Inizia così la lettera aperta del sindaco di Noto Corrado Bonfanti a Selvaggia Lucarelli, che nei suoi post social ha raccontato l'incubo della sua vacanza a Noto
"Siamo stati, altresì, molto felici della sua scelta di prolungare le vacanze in città e abbiamo appreso che ha optato per la scelta di affittare un’intera villa privata, di proprietà di un privato, in un luogo privato. Dal suo racconto, prolungato, si evince che quanto oggetto del contratto non è stato assicurato, principalmente, per l’assenza di energia elettrica, fonte primaria per la vivibilità di un luogo. Io penso che nessuno di noi avrebbe voluto vivere questa brutta esperienza che trasforma la serenità di una vacanza in un incubo e, come riferitole telefonicamente, il nostro disappunto e la nostra condanna per quanto da lei e dai componenti della sua famiglia vissuto è totale e senza riserve. Non è il caso, in questa sede, stabilire se una parte di responsabilità possa essere attribuita alla compagnia elettrica, non avrebbe senso: ha senso il disagio, la rabbia, le vacanze tanto agognate e sfumate, ecc.. Anche in questo caso ci saranno luoghi e ci sarà tempo per recuperare, nel rispetto della legge, i propri sacrosanti diritti violati, attraverso il ristoro del danno subito.

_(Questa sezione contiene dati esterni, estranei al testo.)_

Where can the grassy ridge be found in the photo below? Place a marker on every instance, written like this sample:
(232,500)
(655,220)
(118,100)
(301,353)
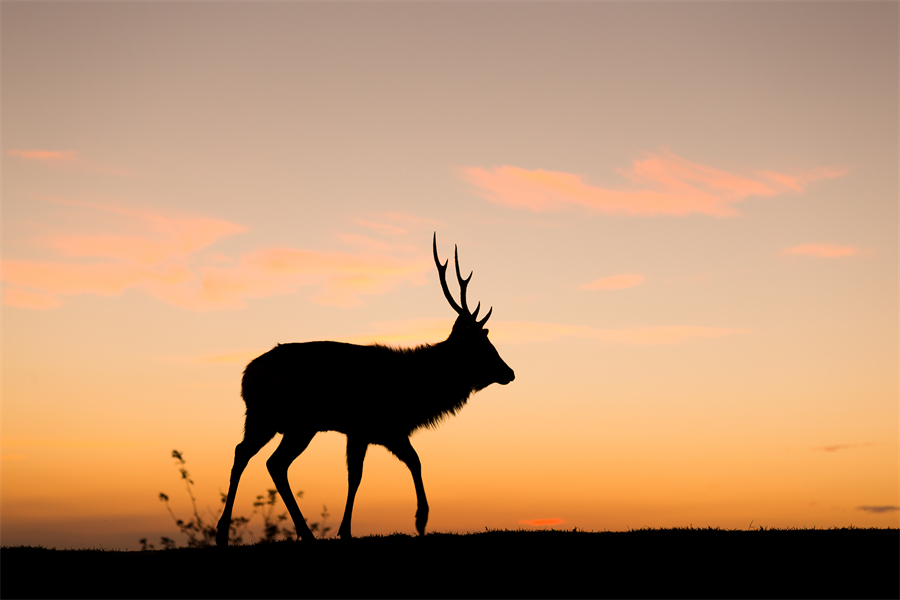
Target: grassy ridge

Gentile signora, così come il suo disagio merita comprensione e rispetto, allo stesso modo la nostra città e il nostro territorio, luoghi unici e ricchi di storia, meritano, anzi esigono, altrettanto rispetto pur nella consapevolezza che molti di noi, che questi luoghi abitiamo, siamo lontani dal farlo, anzi, molto spesso, pronti a rincarare la dose rinnegandoli e profanandoli".

"Le scrivo anche a nome di centinaia di imprenditori e commercianti seri, onesti, ospitali, premurosi e accoglienti, persone che hanno investito risorse della loro famiglia o che si sono indebitate credendo e scommettendo nelle potenzialità di questi luoghi straordinari. Persone che ci mettono cuore, passione, professionalità per rendere il soggiorno del turista unico e irripetibile. Le scrivo a nome dei tanti giovani che riescono a trovare lavoro rimanendo nei luoghi della loro infanzia senza dovere emigrare. Le scrivo a nome di una comunità che si ritiene, proprio come lei cara signora Lucarelli, offesa e tradita.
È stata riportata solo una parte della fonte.